If the CNA did not provide a CVSS vector upon submitting the vulnerability to NVD, obviously only the NVD CVSS score and vector is provided on the webpage. An example is CVE-2023-38313.

If the CNA acceptance level has reached “Provider”, there is only the CVSS score given by the provider. An example is CVE-2023-44324. An exception is if the CVSS vector has been chosen for audit. If it then matches the NVD CVSS, there is a green checkmark and if there is a discrepancy, both are listed. Examples of this is CVE-2023-21559 and CVE-2023-21557 respectively.

To help improve the scoring process across the community, NVD also records the reason for the two scores not being the same. This record can be seen in the history of the CVE Naming Authority Status.

API information

Vulnerability information, including the CVSS vector, can also be retrieved from the NVD API. Here we will only focus on API 2.0. 

If there is a CNA and an NVD provided CVSS vector, both are provided in the JSON response. To prioritize between the two vectors, NVD sets a “type” value that can be either “Primary” or “Secondary”. 

If the CNA has reached the acceptance level of “Provider” and the information is audited, then the CNA CVSS vector is given a type value of “Primary”, and the NVD CVSS vector has a type value of “Secondary”. 

Giving precedence to CNAs with high acceptance level gives visibility to the CNA and incentivises the CNA to provide reliable CVSS scores.

If the CNA has an acceptance level that is either “reference” or “contributor” the NVD CVSS vector is seen as the “Primary” vector and the CNA is “Secondary”.

CVSS vector provided by Debricked

For each CVE, Debricked provides one CVSS vector to help our customers prioritize vulnerabilities. Here we aim to stay aligned with NVD by providing the vector and score that is marked as “Primary” in the API.

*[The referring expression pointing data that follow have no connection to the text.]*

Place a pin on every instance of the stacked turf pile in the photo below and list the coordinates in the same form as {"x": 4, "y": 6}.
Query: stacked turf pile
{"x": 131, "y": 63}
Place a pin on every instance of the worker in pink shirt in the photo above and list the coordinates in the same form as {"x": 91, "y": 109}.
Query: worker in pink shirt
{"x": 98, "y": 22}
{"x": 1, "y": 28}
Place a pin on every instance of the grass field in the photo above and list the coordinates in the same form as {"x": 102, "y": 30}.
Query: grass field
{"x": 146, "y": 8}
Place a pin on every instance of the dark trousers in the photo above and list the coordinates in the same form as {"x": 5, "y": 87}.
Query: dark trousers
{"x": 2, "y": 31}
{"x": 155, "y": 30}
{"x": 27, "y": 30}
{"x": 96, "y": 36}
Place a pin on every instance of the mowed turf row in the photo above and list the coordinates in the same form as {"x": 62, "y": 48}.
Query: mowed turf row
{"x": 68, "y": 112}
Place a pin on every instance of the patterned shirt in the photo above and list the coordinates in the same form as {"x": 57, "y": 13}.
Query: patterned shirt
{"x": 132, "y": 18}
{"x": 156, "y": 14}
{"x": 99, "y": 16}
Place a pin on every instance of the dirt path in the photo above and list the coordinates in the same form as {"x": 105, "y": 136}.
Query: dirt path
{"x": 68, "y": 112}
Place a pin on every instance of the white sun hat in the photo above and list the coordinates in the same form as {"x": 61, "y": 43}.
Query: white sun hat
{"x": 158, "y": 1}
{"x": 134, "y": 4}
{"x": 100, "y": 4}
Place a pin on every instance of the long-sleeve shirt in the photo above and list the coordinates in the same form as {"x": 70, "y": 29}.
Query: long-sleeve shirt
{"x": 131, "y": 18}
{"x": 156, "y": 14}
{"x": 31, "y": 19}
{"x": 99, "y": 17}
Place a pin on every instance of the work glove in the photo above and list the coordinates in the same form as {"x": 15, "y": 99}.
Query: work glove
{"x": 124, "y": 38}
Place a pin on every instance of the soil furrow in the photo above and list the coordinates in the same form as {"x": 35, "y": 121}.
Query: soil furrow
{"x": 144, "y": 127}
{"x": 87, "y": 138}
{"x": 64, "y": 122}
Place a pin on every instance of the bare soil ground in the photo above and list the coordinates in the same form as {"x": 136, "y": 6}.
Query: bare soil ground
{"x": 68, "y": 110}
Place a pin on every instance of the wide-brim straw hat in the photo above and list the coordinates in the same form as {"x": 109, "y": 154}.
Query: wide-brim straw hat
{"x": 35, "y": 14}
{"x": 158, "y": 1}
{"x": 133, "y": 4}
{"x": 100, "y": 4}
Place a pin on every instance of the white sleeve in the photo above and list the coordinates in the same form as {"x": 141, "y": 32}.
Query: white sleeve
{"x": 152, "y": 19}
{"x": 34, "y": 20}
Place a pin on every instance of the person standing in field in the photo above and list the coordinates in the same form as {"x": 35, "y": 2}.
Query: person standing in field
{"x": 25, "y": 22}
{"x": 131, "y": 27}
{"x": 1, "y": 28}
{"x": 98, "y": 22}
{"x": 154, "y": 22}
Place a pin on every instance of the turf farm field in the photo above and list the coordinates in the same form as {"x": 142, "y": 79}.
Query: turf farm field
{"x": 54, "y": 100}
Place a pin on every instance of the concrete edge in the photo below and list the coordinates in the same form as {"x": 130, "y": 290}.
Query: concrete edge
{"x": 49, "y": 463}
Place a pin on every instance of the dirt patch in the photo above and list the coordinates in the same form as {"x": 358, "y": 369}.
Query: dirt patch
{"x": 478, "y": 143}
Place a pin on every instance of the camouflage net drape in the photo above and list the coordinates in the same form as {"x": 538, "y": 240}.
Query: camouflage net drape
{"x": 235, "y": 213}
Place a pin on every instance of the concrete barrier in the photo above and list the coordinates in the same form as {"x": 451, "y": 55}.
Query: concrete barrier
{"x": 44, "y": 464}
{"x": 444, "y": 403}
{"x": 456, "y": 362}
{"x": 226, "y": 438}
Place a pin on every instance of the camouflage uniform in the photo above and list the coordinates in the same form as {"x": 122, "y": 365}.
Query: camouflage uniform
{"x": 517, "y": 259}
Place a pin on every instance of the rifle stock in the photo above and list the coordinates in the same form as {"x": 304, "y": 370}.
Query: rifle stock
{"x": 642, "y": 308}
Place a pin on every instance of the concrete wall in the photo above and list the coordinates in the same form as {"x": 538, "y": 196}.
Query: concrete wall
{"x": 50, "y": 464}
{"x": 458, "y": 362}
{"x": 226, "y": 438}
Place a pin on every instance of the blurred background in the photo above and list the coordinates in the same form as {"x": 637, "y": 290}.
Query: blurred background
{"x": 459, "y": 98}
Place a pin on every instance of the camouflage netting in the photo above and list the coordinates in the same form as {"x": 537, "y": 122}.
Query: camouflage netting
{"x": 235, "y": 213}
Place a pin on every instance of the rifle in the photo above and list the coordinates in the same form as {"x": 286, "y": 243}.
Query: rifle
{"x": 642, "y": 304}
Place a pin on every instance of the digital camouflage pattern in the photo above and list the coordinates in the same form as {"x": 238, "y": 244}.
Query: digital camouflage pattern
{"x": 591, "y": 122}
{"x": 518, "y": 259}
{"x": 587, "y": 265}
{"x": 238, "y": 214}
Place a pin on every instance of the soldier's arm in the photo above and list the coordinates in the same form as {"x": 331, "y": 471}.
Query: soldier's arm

This means that the CVSS vector and score sometimes is the one computed by NVD and sometimes it can be the one provided by the CNA (or both if they are equal). The latter is the case if the CNA has proven itself over time of being able to accurately score the vulnerability according to the practices used by the NVD researchers. In other words, they have reached an acceptance level of “Provider”, meaning that they have had the same assessment as NVD at least 95% of the time. As noted, audited CVSS vectors will set NVD as “Primary.”

Concluding

The CVSS vector can be provided by different entities, often resulting in different scores. The same vulnerability can be considered critical by one entity and high by another. This can create confusion when interpreting the severity. Debricked adopts the use of a primary vector as provided by NVD. This seems to be a logical and reasonable choice since it matches the overall assessment of NVD and how they choose to prioritize vulnerability severity scoring.